Richard Fröhlich

Personal information
- Born: 5 June 1986 (age 38) Stade, Germany
- Listed height: 6 ft 9 in (2.06 m)
- Listed weight: 240 lb (109 kg)

Career information
- High school: Realschule Oldendorf (Oldendorf, Germany)
- College: Citrus College (2006–2008); UTSA (2008–2010);
- NBA draft: 2010: undrafted
- Playing career: 2003–present
- Position: Power forward

Career history
- 2003–2004: VfL Stade
- 2005: Cuxhaven BasCats
- 2006: VfL Stade
- 2010–2011: Cuxhaven BasCats
- 2011–2012: Uni-Riesen Leipzig
- 2012–2013: BG Leitershofen
- 2013: Otto Baskets Magdeburg

= Richard Fröhlich =

German basketball player (born 1986)

Richard Georg Fröhlich (born 5 June 1986) is a German professional basketball player. He grew up in a small town called Oldendorf. The son of Georg and Vineta Fröhlich, he has 4 sisters; one of them, Linda Fröhlich, is considered the best women's player in Germany.

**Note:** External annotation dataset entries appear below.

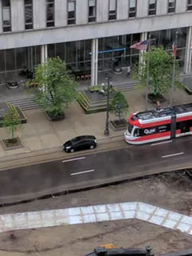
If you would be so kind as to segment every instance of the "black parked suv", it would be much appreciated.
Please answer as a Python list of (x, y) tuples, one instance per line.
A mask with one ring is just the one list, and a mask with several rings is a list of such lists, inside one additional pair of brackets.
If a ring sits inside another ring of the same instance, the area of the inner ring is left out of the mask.
[(68, 153), (73, 153), (80, 150), (94, 149), (96, 147), (97, 140), (92, 135), (78, 136), (63, 145), (63, 149)]

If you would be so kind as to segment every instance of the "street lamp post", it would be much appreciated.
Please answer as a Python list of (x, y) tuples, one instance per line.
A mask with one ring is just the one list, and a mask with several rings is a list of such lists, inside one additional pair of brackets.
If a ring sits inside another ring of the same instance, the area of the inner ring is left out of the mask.
[(108, 74), (108, 93), (107, 93), (107, 110), (106, 110), (106, 122), (104, 135), (109, 135), (109, 91), (110, 91), (110, 74)]

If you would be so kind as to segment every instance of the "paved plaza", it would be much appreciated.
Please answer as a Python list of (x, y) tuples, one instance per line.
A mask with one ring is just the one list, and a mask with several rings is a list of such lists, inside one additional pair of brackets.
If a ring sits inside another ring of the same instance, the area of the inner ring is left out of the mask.
[[(144, 110), (144, 92), (138, 90), (124, 92), (129, 104), (127, 117), (133, 112)], [(169, 95), (166, 96), (166, 101), (162, 107), (169, 105)], [(191, 95), (187, 94), (184, 90), (175, 91), (173, 95), (174, 105), (191, 102)], [(148, 109), (153, 109), (155, 105), (148, 104)], [(28, 123), (22, 126), (15, 135), (21, 138), (24, 148), (5, 151), (0, 144), (0, 160), (5, 157), (28, 152), (37, 152), (45, 150), (60, 151), (64, 141), (81, 135), (93, 135), (96, 136), (99, 143), (105, 139), (104, 130), (105, 125), (105, 112), (85, 115), (79, 104), (73, 102), (65, 111), (66, 118), (63, 121), (51, 122), (47, 119), (45, 112), (41, 109), (34, 109), (25, 111)], [(115, 118), (110, 115), (110, 119)], [(114, 131), (110, 130), (110, 137), (117, 138), (117, 140), (124, 139), (124, 131)], [(0, 139), (10, 136), (5, 128), (0, 128)]]
[(0, 215), (0, 232), (133, 218), (192, 235), (192, 218), (142, 202)]

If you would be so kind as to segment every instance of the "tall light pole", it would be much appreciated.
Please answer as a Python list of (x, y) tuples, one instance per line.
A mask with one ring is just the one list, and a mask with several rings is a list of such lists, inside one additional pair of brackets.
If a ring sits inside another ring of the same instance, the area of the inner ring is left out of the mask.
[[(174, 55), (174, 68), (172, 72), (172, 83), (171, 83), (171, 91), (170, 91), (170, 105), (172, 106), (173, 101), (173, 93), (174, 91), (174, 80), (175, 80), (175, 64), (176, 64), (176, 54), (177, 54), (177, 37), (178, 37), (178, 31), (176, 31), (176, 38), (175, 38), (175, 44), (176, 44), (176, 50)], [(174, 52), (174, 49), (173, 49)]]
[[(146, 91), (145, 91), (145, 111), (147, 111), (148, 104), (148, 90), (149, 90), (149, 62), (150, 62), (150, 51), (151, 51), (151, 35), (148, 39), (148, 55), (147, 55), (147, 82), (146, 82)], [(146, 65), (146, 64), (145, 64)]]
[(109, 91), (110, 91), (110, 76), (111, 75), (108, 74), (108, 95), (107, 95), (107, 110), (106, 110), (106, 121), (105, 121), (105, 128), (104, 131), (104, 135), (109, 135)]

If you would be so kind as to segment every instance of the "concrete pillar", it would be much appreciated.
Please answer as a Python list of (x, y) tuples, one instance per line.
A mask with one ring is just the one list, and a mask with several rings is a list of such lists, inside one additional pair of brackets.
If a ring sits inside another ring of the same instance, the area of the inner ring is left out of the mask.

Fröhlich, also called "Richie", played from 2006 to 2008 for head coach Rick Croy at Citrus College in Glendora, California. As a freshman, he averaged 4.1 points and 3.3 rebounds per game, shot 55.2 percent from the floor, and had 11 steals and seven blocks as a freshman. During Fröhlich's second year at Citrus College he averaged 6.9 points and 4.4 rebounds per game, blocked 22 shots and shot 55.9 percent from the field. He helped his team to a 35–1 record, the Western State Conference title, and the California Community College Athletic Association (CCCAA) championship.

For his junior year, Fröhlich transferred to the University of Texas San Antonio, playing for former NBA player Brooks James Thompson. Fröhlich averaged 2.6 points and 2.3 rebounds in just 7.3 min a game. The Roadrunners made it to the 2009 State Farm Southland Conference Tournament Championship Game. Fröhlich averaged 2.2 points per game and grabbed 1.9 rebounds in 8.8 minutes during his senior season. His team went to the 2010 State Farm Southland Conference Tournament.

For the 2010–2011 season Fröhlich signed his first professional contract with the Cuxhaven Bascats in the Basketball Bundesliga where he scored 5.2 points per game and had 3.e rebounds in 12 minutes. He scored 14 points in a game against Saar-Pfalz.

For the 2011–2012 season Fröhlich signed with the Uni-Riesen Leipzig.